A three-judge panel of the Fifth Circuit concluded that the conviction and death sentence handed to Nelson Gongora in 2003 should be vacated, and the case handed back to the district to retry or to dismiss. The court concluded that Tarrant County prosecutors made impermissible comments to the jury about Gongora's failure to take the stand in his own defense, a clear violation of his Fifth Amendment right not to be compelled as a witness. "We find that the extraordinarily extensive comments on Gongora's failure to testify resulted in actual prejudice," the panel ruled.
Gongora was among a handful of men indicted for the 2001 robbery and murder of Delfino Sierra. He was indicted for capital murder, though at trial prosecutors argued that he was either guilty of the robbery and shooting, or that he was a participant in the robbery during which Sierra was shot by one of Gongora's cohorts. The result was confusion: "The jury heard sharply conflicting evidence regarding Gongora's role in the offense, including evidence that the shooter may have been someone other than ... Gongora," reads the court's opinion. One witness testified that she didn't see who did the shooting, while others wavered before selecting Gongora – including a witness who was indicted for the crime, but given a plea deal for 23 years and a promise that he would not be prosecuted for a second shooting.

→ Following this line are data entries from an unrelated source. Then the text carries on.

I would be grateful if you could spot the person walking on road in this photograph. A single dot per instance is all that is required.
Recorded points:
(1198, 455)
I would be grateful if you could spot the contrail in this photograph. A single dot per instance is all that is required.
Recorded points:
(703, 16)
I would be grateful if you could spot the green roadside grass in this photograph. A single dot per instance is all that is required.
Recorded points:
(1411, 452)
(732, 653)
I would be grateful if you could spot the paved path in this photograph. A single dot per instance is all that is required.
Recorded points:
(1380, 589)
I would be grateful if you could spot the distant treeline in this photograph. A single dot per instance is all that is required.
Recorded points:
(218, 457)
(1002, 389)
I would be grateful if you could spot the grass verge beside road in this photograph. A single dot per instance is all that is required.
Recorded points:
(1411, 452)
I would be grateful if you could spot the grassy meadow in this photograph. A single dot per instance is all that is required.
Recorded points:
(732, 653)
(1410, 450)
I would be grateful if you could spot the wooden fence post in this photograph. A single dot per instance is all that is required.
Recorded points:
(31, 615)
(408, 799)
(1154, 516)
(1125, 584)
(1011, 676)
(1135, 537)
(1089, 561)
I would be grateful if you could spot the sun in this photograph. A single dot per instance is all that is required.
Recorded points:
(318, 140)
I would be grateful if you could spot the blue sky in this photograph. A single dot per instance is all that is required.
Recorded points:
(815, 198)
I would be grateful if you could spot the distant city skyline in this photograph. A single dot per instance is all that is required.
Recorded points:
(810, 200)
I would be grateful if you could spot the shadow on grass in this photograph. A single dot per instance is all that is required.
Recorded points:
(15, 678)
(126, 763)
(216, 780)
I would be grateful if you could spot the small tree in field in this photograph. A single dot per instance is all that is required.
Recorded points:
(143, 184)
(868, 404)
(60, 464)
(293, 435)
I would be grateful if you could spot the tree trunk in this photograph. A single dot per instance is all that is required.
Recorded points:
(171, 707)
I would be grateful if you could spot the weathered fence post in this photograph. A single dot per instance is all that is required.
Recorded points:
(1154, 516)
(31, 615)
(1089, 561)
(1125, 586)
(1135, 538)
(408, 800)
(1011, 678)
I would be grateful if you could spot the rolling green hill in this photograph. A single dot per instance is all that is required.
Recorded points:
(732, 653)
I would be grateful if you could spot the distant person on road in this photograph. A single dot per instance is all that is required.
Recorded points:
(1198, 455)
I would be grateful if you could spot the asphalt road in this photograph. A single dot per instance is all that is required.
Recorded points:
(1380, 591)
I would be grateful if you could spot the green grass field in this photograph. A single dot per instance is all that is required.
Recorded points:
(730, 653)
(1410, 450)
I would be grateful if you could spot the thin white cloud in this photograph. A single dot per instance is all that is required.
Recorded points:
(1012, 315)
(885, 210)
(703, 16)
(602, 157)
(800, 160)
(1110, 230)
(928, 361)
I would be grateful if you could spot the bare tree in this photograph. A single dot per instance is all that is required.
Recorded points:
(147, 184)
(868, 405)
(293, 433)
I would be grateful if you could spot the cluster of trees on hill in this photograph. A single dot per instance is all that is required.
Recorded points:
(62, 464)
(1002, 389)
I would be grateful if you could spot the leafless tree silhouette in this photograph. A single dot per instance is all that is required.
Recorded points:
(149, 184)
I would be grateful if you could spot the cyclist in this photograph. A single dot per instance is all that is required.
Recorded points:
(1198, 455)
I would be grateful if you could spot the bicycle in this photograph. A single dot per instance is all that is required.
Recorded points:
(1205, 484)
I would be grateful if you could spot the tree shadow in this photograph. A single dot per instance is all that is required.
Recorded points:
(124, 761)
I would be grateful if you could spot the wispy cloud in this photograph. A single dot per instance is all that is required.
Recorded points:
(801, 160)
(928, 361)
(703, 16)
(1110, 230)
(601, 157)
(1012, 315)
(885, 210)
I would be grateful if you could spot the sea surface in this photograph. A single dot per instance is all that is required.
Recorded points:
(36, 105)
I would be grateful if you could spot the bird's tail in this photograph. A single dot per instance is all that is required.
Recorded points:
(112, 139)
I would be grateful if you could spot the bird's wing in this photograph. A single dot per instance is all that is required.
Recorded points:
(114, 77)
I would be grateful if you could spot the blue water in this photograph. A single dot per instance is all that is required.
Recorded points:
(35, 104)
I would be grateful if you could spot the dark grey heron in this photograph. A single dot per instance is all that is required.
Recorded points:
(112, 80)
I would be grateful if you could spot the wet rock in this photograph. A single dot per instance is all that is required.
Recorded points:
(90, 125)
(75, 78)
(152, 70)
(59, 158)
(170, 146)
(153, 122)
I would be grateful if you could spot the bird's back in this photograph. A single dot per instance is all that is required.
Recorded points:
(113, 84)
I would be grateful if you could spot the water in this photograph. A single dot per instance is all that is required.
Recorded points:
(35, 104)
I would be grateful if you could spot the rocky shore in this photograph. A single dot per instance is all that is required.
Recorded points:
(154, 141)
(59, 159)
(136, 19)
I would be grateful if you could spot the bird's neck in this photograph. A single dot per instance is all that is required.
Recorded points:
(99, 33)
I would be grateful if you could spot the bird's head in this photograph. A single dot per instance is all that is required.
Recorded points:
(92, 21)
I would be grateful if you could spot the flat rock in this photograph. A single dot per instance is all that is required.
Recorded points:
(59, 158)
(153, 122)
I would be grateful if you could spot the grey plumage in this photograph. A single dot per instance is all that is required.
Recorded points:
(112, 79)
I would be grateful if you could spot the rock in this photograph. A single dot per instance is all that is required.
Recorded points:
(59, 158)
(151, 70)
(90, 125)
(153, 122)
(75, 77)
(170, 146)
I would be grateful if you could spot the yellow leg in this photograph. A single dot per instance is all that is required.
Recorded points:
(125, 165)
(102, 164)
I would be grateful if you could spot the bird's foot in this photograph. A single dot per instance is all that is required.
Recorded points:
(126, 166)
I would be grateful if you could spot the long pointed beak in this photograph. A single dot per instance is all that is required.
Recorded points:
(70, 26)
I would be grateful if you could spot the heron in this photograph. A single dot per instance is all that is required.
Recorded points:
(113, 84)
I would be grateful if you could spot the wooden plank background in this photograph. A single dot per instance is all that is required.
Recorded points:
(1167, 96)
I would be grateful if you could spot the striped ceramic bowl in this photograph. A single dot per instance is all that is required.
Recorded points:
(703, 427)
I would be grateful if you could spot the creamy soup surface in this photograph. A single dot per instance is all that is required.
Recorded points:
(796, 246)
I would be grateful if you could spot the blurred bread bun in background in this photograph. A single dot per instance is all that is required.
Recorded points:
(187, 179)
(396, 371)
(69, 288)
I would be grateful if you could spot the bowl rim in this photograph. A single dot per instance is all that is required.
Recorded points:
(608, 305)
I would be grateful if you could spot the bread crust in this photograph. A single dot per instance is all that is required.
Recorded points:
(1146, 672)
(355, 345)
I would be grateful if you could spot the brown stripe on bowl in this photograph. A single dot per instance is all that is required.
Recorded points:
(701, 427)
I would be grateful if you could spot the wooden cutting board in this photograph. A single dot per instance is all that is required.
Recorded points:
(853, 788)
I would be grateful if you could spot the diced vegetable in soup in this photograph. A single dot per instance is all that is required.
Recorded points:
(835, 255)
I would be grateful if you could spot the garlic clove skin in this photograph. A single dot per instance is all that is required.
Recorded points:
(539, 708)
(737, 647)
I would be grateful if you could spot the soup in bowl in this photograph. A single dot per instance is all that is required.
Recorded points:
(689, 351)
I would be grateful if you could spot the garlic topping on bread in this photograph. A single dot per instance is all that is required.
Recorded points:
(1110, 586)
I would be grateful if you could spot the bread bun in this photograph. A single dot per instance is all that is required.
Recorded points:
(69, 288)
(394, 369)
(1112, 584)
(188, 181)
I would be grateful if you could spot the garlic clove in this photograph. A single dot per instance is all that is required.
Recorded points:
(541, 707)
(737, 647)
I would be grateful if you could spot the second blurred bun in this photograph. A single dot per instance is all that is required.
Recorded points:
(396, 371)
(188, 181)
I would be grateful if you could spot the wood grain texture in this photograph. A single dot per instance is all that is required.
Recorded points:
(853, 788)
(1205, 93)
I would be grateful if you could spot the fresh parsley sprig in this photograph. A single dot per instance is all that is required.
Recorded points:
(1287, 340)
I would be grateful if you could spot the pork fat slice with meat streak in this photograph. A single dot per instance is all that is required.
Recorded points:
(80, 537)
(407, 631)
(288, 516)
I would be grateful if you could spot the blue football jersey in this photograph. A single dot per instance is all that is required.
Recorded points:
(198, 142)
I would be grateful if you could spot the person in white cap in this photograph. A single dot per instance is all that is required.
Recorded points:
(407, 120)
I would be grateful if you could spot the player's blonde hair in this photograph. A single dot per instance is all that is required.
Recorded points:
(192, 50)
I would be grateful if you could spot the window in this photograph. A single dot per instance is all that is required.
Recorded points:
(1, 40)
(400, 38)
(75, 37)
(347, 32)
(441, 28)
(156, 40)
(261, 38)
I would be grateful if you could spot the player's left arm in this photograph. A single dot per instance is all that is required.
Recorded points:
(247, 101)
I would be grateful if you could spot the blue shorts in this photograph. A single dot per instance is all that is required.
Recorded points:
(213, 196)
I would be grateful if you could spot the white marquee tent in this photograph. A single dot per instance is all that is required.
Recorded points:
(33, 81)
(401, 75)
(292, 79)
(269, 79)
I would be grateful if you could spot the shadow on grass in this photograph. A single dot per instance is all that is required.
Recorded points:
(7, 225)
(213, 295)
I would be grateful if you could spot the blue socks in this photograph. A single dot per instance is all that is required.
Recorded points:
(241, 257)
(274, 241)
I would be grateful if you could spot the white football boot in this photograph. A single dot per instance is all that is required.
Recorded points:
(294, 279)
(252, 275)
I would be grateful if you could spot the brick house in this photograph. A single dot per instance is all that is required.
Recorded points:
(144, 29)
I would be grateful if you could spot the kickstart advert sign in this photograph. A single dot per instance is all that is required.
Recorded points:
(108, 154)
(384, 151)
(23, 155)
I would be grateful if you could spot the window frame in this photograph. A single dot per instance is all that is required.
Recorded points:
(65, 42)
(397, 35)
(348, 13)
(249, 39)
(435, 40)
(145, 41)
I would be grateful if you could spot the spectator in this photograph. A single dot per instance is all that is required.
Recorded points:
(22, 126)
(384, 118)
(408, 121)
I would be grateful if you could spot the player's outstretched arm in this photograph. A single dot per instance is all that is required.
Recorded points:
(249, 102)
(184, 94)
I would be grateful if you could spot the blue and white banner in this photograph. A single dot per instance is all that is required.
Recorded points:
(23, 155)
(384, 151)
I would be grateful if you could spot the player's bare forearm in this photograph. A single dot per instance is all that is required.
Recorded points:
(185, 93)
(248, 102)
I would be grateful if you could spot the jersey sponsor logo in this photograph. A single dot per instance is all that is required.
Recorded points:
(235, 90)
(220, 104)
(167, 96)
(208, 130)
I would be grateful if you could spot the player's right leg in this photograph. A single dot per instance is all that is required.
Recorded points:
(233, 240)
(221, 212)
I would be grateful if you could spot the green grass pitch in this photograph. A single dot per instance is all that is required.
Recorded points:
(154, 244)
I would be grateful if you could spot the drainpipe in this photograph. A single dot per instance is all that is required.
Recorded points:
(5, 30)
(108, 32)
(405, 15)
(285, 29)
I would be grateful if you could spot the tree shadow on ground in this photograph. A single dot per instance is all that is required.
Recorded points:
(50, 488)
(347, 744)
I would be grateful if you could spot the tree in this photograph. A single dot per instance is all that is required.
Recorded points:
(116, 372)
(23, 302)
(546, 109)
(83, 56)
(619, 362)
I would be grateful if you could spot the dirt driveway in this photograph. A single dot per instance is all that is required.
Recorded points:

Over ongoing defense objections, prosecutors repeatedly pointed out that Gongora failed to take the witness stand. The trial judge declined to grant a mistrial and later rejected Gongora's direct appeal. The CCA also rejected Gongora's argument that the constant comments violated his Fifth Amendment protections, saying the comments were "not so blatant" that they would have prejudiced the jury. The Fifth Circuit seemed none too amused.
Not only was the CCA wrong, the Fifth Circuit ruled, but to "conclude otherwise empties all meaning of this cornerstone of rights upon which our criminal justice system rests. Its very centrality renders it a primer rule – etched in the minds of all players in a criminal case. ... Repeated and direct violations are both inexplicable and inexcusable." Not only was the evidence against Gongora fairly weak, the panel noted, but based on notes from the jury during their deliberations, it appears they focused on who and who had not testified – just as prosecutors had suggested they should.
Gongora will be released from prison within six months unless he is retried or pleads guilty, the court wrote.